Molecular Staging of Breast Cancer Progression

Institution: University of Southern California
Investigator(s): Cheng-Ming  Chuong , M.D., Ph.D. -
Award Cycle: 2000 (Cycle VI) Grant #: 6JB-0030 Award: $244,320
Award Type: IDEAS II
Research Priorities
Imaging, Biomarkers, & Molecular Pathology>Biomarkers and novel screening approaches: unmasking the hidden signs



Initial Award Abstract (2000)
The chances for breast cancer survival would be improved if an early and accurate diagnosis could be performed. Biomedical researchers are working to develop a set of "molecular signatures" for breast cancer that can help us to predict the outcome of clinical course. The development of this new technology will require progress in three areas: 1) increasing our ability to detect genes that are only turned on in a small specific region of breast cancer; 2) developing a standard methodology to identify the genes that are turned on differentially in various cell types; and 3) identifying molecular markers that strongly correlate with clinical outcome. If we are not able to detect genetic changes in a small number of cells, we will not be able to maximize the potential to identify clinically relevant markers.
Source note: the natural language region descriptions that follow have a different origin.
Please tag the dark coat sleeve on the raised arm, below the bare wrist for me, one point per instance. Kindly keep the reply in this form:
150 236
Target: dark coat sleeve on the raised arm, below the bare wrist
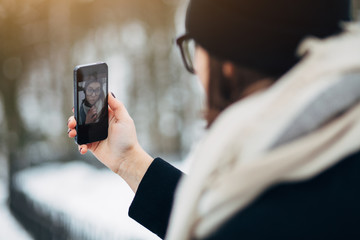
153 200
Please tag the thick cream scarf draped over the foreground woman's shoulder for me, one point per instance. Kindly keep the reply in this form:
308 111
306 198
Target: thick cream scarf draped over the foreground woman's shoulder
307 122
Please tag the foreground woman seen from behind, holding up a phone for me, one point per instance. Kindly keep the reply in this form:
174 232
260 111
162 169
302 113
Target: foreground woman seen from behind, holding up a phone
274 164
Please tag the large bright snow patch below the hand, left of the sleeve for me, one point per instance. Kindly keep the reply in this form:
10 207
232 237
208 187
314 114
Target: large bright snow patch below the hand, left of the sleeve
92 202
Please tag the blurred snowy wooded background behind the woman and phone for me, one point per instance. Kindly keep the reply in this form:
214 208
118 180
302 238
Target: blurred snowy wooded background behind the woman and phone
53 191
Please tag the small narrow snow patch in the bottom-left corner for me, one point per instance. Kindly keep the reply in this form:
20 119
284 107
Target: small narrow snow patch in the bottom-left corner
10 229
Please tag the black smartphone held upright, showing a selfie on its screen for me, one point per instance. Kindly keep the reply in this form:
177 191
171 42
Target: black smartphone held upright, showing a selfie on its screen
91 102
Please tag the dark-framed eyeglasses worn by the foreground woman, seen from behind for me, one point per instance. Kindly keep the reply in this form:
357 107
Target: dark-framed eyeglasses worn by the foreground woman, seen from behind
187 49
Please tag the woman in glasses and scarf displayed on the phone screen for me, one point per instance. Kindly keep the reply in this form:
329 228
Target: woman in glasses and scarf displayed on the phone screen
92 105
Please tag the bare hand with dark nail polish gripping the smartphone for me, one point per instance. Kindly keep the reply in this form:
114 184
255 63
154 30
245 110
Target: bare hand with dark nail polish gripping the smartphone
120 151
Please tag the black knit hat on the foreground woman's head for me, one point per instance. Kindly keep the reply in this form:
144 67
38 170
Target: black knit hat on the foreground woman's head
262 34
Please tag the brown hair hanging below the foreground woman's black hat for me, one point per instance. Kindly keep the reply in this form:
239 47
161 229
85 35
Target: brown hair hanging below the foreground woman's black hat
224 91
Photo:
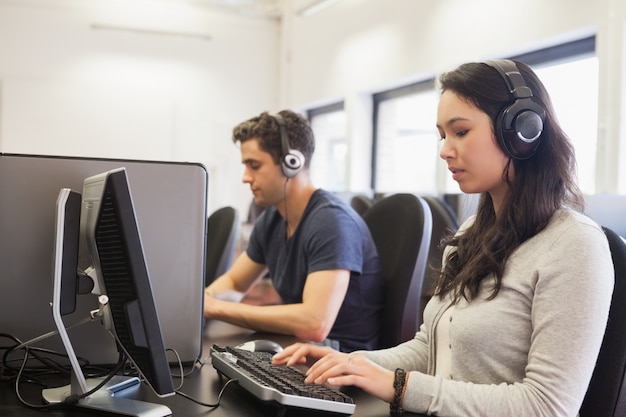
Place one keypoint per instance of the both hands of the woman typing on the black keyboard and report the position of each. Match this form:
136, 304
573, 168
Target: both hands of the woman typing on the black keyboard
336, 368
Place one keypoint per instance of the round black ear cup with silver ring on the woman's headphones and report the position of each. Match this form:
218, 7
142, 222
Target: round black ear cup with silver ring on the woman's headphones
519, 128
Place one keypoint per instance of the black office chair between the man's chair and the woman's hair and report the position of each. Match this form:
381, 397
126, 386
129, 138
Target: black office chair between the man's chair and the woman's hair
445, 222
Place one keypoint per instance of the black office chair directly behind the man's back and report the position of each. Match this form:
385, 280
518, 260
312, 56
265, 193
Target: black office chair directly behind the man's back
401, 226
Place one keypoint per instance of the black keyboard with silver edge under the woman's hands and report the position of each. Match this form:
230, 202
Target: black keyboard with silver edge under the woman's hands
281, 384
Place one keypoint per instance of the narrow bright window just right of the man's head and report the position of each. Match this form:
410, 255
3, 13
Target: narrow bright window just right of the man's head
330, 160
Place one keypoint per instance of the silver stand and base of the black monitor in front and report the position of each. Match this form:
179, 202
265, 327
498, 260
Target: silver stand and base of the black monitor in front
109, 398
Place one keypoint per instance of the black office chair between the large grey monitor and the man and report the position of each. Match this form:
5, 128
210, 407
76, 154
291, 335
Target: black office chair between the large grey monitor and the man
222, 231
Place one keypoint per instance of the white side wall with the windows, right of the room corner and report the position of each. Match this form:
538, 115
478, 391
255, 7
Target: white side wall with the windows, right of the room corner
362, 46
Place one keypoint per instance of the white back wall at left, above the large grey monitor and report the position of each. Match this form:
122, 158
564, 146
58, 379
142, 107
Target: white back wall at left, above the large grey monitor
69, 89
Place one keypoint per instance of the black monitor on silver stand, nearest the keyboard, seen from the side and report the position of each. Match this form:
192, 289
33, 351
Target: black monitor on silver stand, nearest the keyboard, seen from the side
109, 234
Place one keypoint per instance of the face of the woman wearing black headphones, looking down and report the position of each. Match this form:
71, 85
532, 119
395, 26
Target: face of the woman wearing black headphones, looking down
474, 158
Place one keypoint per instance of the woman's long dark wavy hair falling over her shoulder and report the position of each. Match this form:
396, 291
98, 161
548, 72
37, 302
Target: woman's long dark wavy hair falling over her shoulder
541, 185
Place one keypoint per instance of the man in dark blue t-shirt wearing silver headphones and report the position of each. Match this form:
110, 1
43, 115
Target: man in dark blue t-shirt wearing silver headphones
318, 251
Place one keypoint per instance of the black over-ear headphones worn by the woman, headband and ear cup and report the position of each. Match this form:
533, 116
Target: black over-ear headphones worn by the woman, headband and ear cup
520, 124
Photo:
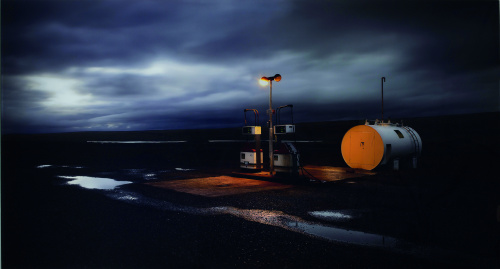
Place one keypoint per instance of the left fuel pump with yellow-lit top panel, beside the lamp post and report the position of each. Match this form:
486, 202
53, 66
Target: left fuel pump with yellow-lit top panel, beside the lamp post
251, 154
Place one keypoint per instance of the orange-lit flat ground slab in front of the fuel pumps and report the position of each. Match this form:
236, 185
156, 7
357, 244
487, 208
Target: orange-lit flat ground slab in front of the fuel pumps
219, 186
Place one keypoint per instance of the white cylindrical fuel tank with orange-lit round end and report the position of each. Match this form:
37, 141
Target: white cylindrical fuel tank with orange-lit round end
367, 146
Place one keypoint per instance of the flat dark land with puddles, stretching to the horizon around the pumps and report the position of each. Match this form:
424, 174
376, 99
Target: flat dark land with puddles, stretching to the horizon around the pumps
445, 213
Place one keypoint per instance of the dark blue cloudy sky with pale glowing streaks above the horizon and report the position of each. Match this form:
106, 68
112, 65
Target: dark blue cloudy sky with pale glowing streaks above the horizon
141, 65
In this proposal a team of basic and clinical scientists will focus on developing a technology that will be able to resolve genetic alterations down to a single cell.

Previous methods are not sensitive enough to generate a complete genetic picture (cDNA library) from a single cancer cell. As a result, many previous results are based on the use of cancer cell lines or tissues have been problematic since they often contain a mixture of normal tissue and different stages of cancer. Here we propose to develop a fast, simple and specific method to analyze genes from a very small number of normal mammary gland epithelial cells and abnormal breast cancer epithelial cells. The technique, named single-cell cDNA library amplification (SCLA), provides a fast, accurate and efficient method for generating a complete full-length cDNA library a single cell in a cancer specimen isolated from pathological sections or aspirates. Libraries generated from different stages of cancer progression can then be compared and a stage-specific diagnostic set established for clinical testing. We hope to increase the resolution of current technology and increase the precision of the prediction value of cancer signatures.


Final Report (2002)
A major goal of current tumor biology is to understand the molecular changes that take place at different stages of disease progression. However, current methods to analyze gene expression require a large number of cells. Since tumor cells are frequently found in close proximity to normal cells, it is impossible to obtain a pure tumor cell population for this analysis. The presence of normal cells in the tumor population will increase the noise of the system and decrease the sensitivity of detection techniques. Also, sample degradation will decrease the sensitivity.

To alleviate these problems, we set out to increase signal strength from a smaller cell population using a novel gene amplification procedure that maintains sample integrity. This method does not skew the results, but amplifies both single and multiple copy RNAs and maintains their ratio of expression. Hence, instead of one million cells, we can analyze the genes that are expressed by about 100 cells. Since we only need to isolate 100 cells, we can use microdissection techniques and obtain a pure cell population. The RNA is isolated from these cells, amplified with our method, labeled and used to probe a set of genes placed very close together on a small grid (microarray). These data provide a snapshot of the genes that the cells were expressing at the moment they were collected.

During the course of this grant, we improved the fidelity of this amplification method and showed its applicability to purified RNA and cultured cells. We are in the process of testing its application to organized tissues.

In order for this method to be truly useful, it must be prepared as a kit that can be performed in any hospital and not require intense training or special expertise. Our goal is to simplify the method to increase its utility to a broader audience.

We are hopeful that the method can be used to discern the molecular changes that underlie cancer progression. This will identify new targets for future therapeutics.